Avrupa'nın son günlerdeki ekonomik koşullarını anımsatan Vardan, şöyle devam etti:

'Piyasa kan ağlıyor. Yarın Avrupa'da talep artmaya başladığında 'yok biz bunlara satmayız' diyemeyiz. Alternatif pazarları oluşturmalıyız onlara yönelik de alternatif ürünler üretebilmeliyiz. Yani Almanya'daki tüketici ile Sudan'daki tüketici aynı malı istemiyor olabilirler. O zaman biz alternatif pazarları mutlaka düşünmek durumundayız. Hele bu kriz döneminde, bize ilaç gibi geldi. Bununla birlikte alternatif üretimi de mutlaka düşünmemiz gerekir. Orada hiçbir şekilde gocunacak bir şey yok. Nereye satabiliyorsan sat.'

Vardan, artan cari açığa ilişkin olarak ise 'Şu an için diğer ülkelere baktığımızda kötü durumda değiliz ama bunun artması hoşumuza gitmiyor' dedi.

Mali Kural'ın uygulanmasıyla ilgili ertelemeyi anımsatan Vardan, 'Eğer Mali Kural olmadığı halde dahi biz bir mali disiplin sağlıyorsak, orada bir sıkıntı yoktur. Bizim ihracatımızı artırmaya devam etmemiz, ihracatın içindeki ithalata olan bağımlığını azaltmaya çalışmamız lazım' dedi.


'HEPİMİZİN ARZUSU İSTİKRARIN DEVAM ETMESİ'

Vardan, referandum sürecine ilişkin olarak ise, geçtiğimiz dönemde siyasi istikrarın ekonomik istikrara dönüştüğünün görüldüğünü ifade etti.

Bunun sürmesi gerektiğinin önemine işaret eden Vardan, 'Bizim istikrarsızlığa neden olacak ortamların hepsini kaldırmamız gerekiyor' dedi.

Referandumda halkın büyük bölümünün neye 'evet', neye 'hayır' diyeceğini bilmediğini düşündüğünü dile getiren Vardan, şunları kaydetti:

'Sanki bu, iktidar ve muhalefetin iki ayrı kutup gibi ölüm-kalım meselesi haline getiriliyor.

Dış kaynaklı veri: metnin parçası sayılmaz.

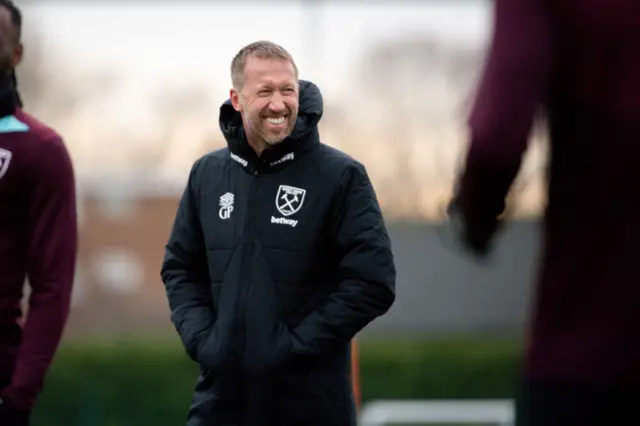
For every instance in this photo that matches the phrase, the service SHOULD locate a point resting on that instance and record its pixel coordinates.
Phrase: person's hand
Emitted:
(10, 416)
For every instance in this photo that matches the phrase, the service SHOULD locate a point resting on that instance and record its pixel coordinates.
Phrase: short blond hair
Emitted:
(259, 49)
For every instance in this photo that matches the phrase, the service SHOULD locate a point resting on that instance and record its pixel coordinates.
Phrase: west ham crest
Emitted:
(289, 199)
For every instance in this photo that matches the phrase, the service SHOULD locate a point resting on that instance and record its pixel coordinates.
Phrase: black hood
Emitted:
(304, 136)
(9, 97)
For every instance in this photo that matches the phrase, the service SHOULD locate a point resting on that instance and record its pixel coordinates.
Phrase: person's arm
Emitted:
(366, 270)
(185, 273)
(52, 247)
(513, 85)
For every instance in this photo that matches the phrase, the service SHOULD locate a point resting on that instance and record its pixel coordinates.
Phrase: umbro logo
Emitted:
(226, 206)
(5, 160)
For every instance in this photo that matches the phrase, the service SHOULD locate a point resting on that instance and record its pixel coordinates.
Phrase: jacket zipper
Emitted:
(241, 308)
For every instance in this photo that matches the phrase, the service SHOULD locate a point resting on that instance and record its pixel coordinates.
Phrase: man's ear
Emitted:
(235, 100)
(16, 58)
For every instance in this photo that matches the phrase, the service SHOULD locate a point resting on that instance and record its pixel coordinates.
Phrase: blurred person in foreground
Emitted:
(278, 256)
(580, 62)
(37, 237)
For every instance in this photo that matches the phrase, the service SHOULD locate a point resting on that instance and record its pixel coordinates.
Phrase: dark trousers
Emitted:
(551, 403)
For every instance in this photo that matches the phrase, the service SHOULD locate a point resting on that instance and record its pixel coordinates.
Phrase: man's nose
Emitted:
(277, 103)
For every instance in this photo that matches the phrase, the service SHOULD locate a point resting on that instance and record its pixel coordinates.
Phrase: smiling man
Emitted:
(278, 256)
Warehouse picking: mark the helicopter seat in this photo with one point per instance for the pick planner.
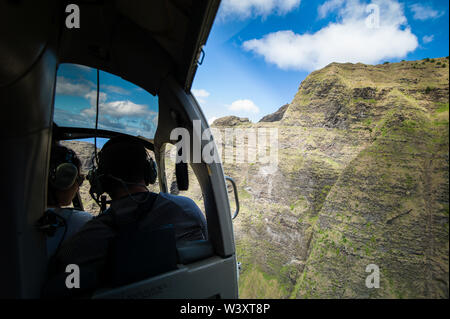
(153, 252)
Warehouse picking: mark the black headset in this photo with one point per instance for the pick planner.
(64, 175)
(96, 174)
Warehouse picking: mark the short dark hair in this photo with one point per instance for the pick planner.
(122, 157)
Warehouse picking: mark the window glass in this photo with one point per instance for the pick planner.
(123, 106)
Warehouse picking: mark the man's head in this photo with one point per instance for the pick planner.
(65, 176)
(123, 161)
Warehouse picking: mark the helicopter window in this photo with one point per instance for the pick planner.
(123, 106)
(194, 192)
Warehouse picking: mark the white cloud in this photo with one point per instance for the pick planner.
(212, 119)
(115, 89)
(422, 12)
(427, 38)
(244, 106)
(200, 95)
(351, 39)
(65, 86)
(116, 109)
(252, 8)
(328, 7)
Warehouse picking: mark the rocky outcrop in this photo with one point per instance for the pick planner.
(277, 116)
(362, 178)
(230, 121)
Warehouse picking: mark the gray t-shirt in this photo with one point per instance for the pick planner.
(74, 219)
(90, 245)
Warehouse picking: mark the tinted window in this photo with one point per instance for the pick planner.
(123, 106)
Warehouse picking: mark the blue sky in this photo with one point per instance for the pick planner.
(123, 106)
(259, 51)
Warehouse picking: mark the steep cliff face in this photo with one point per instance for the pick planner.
(362, 179)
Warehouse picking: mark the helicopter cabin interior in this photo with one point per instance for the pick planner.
(154, 45)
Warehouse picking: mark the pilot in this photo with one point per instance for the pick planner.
(124, 172)
(64, 181)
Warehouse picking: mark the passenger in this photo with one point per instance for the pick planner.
(64, 181)
(124, 171)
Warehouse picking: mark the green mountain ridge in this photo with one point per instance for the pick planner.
(362, 178)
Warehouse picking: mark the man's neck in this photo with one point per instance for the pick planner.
(132, 189)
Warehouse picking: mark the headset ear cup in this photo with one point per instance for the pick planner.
(151, 172)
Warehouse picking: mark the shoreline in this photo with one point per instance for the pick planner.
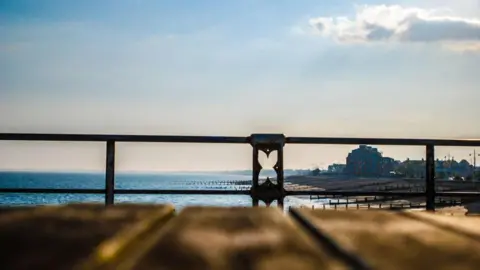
(367, 184)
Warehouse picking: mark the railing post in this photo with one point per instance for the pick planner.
(110, 174)
(267, 191)
(430, 178)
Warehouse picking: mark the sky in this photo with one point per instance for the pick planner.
(301, 68)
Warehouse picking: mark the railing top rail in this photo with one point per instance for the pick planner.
(381, 141)
(230, 139)
(121, 138)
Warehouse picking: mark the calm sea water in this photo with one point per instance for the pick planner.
(127, 181)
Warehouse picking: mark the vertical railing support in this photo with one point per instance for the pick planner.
(110, 174)
(430, 178)
(267, 191)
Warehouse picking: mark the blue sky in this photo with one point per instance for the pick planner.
(303, 68)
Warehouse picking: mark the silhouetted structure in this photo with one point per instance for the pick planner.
(364, 161)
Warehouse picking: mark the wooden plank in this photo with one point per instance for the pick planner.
(231, 238)
(386, 240)
(56, 237)
(467, 225)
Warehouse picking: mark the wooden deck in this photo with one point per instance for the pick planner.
(129, 236)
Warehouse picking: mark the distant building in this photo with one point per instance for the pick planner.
(365, 161)
(336, 168)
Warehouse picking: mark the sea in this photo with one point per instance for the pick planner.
(129, 181)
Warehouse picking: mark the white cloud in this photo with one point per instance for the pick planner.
(400, 24)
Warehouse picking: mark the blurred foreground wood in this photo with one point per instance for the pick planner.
(127, 236)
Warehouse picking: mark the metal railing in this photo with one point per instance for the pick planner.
(267, 143)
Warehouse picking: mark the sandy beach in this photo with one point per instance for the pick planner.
(343, 183)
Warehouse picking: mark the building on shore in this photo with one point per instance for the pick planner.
(367, 161)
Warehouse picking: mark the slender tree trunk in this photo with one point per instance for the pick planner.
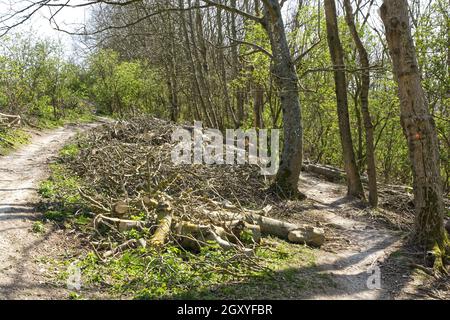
(258, 106)
(419, 129)
(287, 81)
(364, 95)
(354, 183)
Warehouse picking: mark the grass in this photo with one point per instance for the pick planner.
(285, 270)
(289, 273)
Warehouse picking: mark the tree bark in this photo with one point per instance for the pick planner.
(354, 183)
(419, 129)
(364, 96)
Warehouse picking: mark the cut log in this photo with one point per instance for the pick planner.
(120, 209)
(194, 237)
(311, 236)
(111, 253)
(281, 229)
(164, 224)
(120, 224)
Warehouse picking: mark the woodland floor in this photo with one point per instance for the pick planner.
(356, 238)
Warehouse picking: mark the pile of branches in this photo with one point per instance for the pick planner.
(134, 185)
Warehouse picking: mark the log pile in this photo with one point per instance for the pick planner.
(133, 185)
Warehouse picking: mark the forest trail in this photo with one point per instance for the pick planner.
(20, 174)
(21, 277)
(367, 244)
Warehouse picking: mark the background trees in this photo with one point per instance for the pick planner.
(250, 63)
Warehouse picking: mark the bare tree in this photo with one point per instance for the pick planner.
(419, 129)
(354, 183)
(364, 97)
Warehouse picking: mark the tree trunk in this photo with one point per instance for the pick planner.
(364, 95)
(355, 187)
(258, 106)
(286, 79)
(419, 129)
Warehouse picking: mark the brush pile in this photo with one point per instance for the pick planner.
(132, 184)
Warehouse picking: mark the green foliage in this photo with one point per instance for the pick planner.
(121, 88)
(37, 82)
(38, 227)
(60, 195)
(178, 274)
(11, 139)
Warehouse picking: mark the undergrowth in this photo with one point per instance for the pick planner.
(277, 270)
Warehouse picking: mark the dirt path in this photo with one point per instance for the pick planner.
(367, 244)
(20, 173)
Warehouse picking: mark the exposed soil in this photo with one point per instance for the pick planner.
(356, 242)
(21, 275)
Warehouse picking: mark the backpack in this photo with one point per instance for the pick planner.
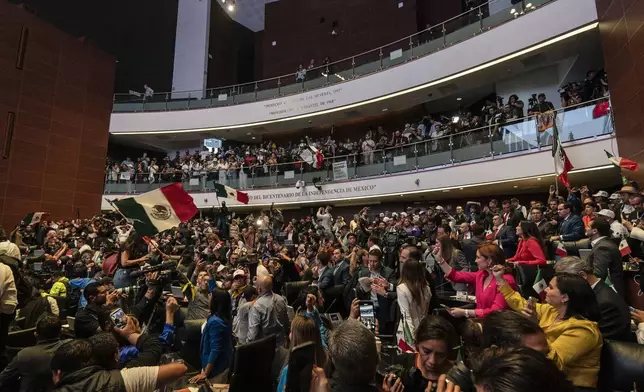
(23, 286)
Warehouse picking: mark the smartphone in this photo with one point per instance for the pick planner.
(368, 315)
(118, 317)
(300, 367)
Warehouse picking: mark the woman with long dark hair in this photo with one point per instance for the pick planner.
(217, 340)
(445, 251)
(413, 299)
(488, 299)
(131, 255)
(530, 249)
(569, 319)
(303, 330)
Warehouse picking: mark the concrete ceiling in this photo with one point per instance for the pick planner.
(249, 13)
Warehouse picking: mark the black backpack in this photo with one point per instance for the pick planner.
(23, 286)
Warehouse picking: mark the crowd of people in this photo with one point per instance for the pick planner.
(246, 278)
(377, 145)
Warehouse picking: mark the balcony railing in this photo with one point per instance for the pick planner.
(577, 123)
(430, 40)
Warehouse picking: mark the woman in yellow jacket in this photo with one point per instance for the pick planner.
(569, 319)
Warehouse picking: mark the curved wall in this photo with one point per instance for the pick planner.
(511, 38)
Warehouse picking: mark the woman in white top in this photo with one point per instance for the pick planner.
(413, 300)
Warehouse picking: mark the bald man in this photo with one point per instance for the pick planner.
(268, 315)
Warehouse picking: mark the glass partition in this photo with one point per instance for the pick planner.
(579, 122)
(433, 38)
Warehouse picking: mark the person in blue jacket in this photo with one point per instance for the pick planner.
(217, 340)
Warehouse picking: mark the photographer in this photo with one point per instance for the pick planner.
(540, 105)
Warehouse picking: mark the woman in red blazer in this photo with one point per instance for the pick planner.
(530, 247)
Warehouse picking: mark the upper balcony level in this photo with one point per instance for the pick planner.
(465, 45)
(515, 154)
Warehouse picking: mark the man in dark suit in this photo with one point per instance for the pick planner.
(605, 257)
(470, 246)
(571, 227)
(325, 271)
(382, 299)
(30, 370)
(615, 323)
(505, 236)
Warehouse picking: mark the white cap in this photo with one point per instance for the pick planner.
(607, 213)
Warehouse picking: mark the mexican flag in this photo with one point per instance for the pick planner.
(227, 192)
(562, 164)
(33, 218)
(622, 162)
(158, 210)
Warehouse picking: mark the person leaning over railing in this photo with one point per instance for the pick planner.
(569, 319)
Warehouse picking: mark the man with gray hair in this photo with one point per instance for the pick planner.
(353, 352)
(615, 323)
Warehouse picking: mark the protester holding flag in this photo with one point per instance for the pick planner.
(488, 299)
(605, 256)
(569, 318)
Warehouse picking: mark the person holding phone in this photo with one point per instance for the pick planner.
(216, 340)
(488, 299)
(569, 319)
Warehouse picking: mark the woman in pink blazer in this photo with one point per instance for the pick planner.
(530, 249)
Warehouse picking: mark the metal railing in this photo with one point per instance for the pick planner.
(434, 38)
(518, 135)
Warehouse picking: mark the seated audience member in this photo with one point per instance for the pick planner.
(94, 317)
(571, 228)
(413, 299)
(240, 321)
(530, 249)
(382, 300)
(518, 369)
(488, 299)
(569, 318)
(36, 307)
(268, 315)
(199, 306)
(435, 340)
(507, 328)
(78, 284)
(216, 340)
(31, 366)
(303, 330)
(59, 287)
(354, 357)
(615, 320)
(74, 369)
(445, 251)
(605, 256)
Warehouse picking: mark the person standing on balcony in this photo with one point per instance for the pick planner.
(368, 145)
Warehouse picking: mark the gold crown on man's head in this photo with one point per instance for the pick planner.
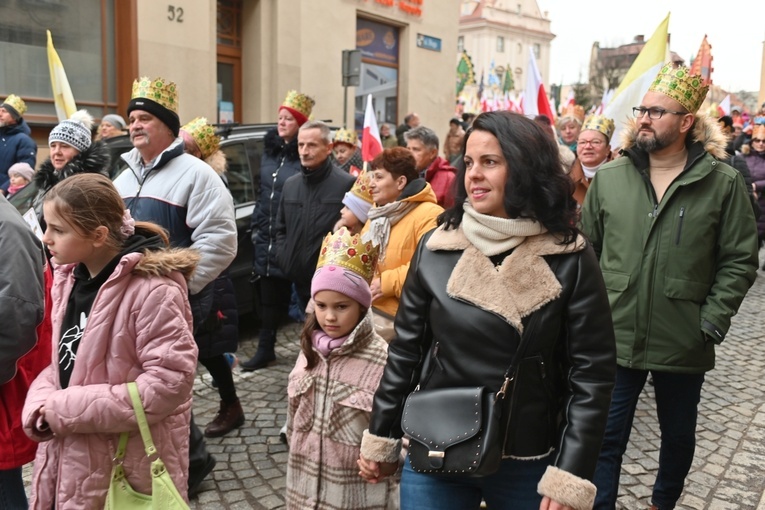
(16, 103)
(204, 136)
(299, 102)
(350, 252)
(679, 84)
(599, 123)
(159, 90)
(361, 187)
(348, 136)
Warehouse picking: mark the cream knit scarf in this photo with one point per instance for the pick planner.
(493, 235)
(381, 220)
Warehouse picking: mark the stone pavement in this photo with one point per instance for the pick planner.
(728, 472)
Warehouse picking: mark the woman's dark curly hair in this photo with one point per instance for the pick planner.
(536, 186)
(397, 161)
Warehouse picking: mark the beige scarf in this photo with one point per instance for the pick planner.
(381, 219)
(493, 235)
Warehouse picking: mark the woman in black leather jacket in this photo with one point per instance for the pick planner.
(507, 251)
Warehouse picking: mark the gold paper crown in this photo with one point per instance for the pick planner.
(575, 111)
(16, 103)
(601, 124)
(346, 136)
(682, 86)
(361, 187)
(159, 90)
(204, 136)
(349, 251)
(299, 102)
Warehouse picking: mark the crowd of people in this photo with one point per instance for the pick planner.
(529, 244)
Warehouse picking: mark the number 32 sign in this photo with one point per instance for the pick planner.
(175, 13)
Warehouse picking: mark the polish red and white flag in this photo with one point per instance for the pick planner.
(535, 101)
(371, 145)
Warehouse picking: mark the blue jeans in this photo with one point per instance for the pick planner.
(677, 400)
(513, 487)
(12, 495)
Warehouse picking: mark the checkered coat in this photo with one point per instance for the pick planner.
(329, 408)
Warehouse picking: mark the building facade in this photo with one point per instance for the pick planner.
(234, 60)
(497, 35)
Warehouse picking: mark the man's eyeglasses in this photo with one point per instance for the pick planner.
(653, 113)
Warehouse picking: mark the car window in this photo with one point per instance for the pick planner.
(255, 147)
(238, 173)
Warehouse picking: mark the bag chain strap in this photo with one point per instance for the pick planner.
(143, 426)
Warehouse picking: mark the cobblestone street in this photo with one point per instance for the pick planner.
(728, 471)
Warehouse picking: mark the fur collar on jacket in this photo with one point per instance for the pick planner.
(164, 262)
(95, 159)
(706, 131)
(522, 284)
(275, 147)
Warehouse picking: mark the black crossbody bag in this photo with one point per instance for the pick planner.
(457, 431)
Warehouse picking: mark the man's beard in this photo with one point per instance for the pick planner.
(655, 142)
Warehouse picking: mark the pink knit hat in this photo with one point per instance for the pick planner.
(344, 281)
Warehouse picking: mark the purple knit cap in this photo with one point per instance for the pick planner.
(344, 281)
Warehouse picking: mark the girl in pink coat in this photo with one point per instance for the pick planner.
(332, 385)
(120, 313)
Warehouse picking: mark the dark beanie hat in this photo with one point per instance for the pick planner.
(169, 118)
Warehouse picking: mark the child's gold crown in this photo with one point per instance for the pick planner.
(350, 252)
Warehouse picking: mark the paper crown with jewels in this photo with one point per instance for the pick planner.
(346, 136)
(16, 103)
(299, 105)
(601, 124)
(161, 91)
(348, 251)
(574, 111)
(679, 84)
(204, 136)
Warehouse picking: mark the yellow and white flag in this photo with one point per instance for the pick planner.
(62, 94)
(637, 80)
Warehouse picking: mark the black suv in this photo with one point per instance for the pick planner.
(243, 147)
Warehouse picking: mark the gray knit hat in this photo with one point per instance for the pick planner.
(23, 169)
(74, 131)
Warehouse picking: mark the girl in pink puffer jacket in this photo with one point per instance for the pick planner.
(120, 313)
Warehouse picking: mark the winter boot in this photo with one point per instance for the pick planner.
(228, 418)
(265, 353)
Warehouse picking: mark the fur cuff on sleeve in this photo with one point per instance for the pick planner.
(379, 449)
(567, 489)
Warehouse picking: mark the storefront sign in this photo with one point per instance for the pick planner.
(378, 42)
(428, 42)
(412, 7)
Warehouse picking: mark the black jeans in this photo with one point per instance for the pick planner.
(274, 301)
(221, 371)
(677, 400)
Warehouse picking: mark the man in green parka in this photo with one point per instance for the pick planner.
(677, 242)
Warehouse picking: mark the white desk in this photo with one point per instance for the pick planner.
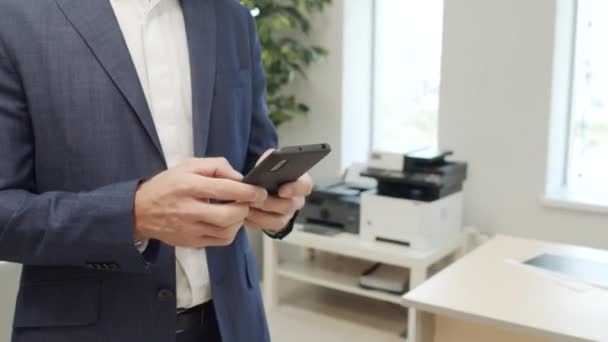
(484, 288)
(343, 274)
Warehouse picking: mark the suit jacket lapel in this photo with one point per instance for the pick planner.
(97, 24)
(200, 19)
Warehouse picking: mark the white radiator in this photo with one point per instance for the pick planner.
(9, 279)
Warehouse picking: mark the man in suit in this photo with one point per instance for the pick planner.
(121, 123)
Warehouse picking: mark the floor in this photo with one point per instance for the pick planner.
(307, 313)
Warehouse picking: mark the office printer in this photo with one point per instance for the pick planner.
(418, 201)
(334, 205)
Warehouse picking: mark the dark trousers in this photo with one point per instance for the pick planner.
(208, 331)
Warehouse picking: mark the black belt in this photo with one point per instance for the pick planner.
(194, 317)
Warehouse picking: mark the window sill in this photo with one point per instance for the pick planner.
(579, 200)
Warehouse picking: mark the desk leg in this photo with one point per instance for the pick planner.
(271, 263)
(420, 325)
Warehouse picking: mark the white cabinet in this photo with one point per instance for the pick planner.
(9, 280)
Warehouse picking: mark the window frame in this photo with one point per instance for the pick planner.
(559, 190)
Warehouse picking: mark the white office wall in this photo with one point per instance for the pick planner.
(495, 109)
(322, 91)
(9, 278)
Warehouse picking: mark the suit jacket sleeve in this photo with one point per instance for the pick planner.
(89, 229)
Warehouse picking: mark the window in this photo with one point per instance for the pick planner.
(407, 66)
(588, 142)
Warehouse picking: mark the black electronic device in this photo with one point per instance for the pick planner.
(286, 165)
(426, 176)
(333, 206)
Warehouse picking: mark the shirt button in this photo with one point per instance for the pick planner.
(165, 295)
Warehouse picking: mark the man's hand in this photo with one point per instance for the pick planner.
(275, 212)
(174, 207)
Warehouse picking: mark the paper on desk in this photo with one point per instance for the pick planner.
(561, 279)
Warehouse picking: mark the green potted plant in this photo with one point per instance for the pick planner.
(282, 25)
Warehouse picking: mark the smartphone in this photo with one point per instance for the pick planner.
(286, 165)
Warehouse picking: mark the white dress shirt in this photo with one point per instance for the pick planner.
(155, 33)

Referandumlar çok daha önce de oldu, bundan sonra da olacak. Demokratik ülkelerin en temel haklarından bir tanesi. Hükümetler giderler, halka sorarlar. Biz nelere 'hayır' diyeceğiz, herhalde darbeleri istemiyoruz. Yeniliklerin önünde olmamız gerekiyor. Şiddete, teröre 'evet' diyecek halimiz yok. Bu ülkenin gelişmesi hepimizin yararına olan bir şey. Bu yönde herkesin çaba sarf etmesi lazım. 

MÜSİAD olarak böyle bir değişiklik değil, Anayasa'nın baştan değiştirilmesini arzu etmiştik. Çünkü bu Anayasa'nın birçok maddesini değiştirecek de olsanız onun ruhunu hala muhafaza ediyorsunuz. Birçok maddenin aslında bizi daha feraha kavuşturacak, daha demokratik hale getirecek, insan hak ve hürriyetleri, adalet mekanizmasının yerleşmesi noktasında daha ileriye götüreceğini görüyoruz. 

'Evet' çıkarsa ülke batacak mı, veya 'hayır' çıkarsa ertesi gün her şey değişmiş mi olacak? Hiçbir şey değişmeyecek, ülke devam edecek ama biz belki bir fırsatı kaçırabileceğiz. Bence bütün halkın oraya mutlaka gidip oyunu kullanması lazım. Hepimizin arzusu bundan sonra istikrarın devam etmesi.' 

Ömer Cihad Vardan, bir gazetecinin TÜSİAD ile ilişkileri sorması üzerine, 'Bir problem yok. Bir-iki kere görüştük. Bu ilişkinin başlamış olması çok önemli' dedi.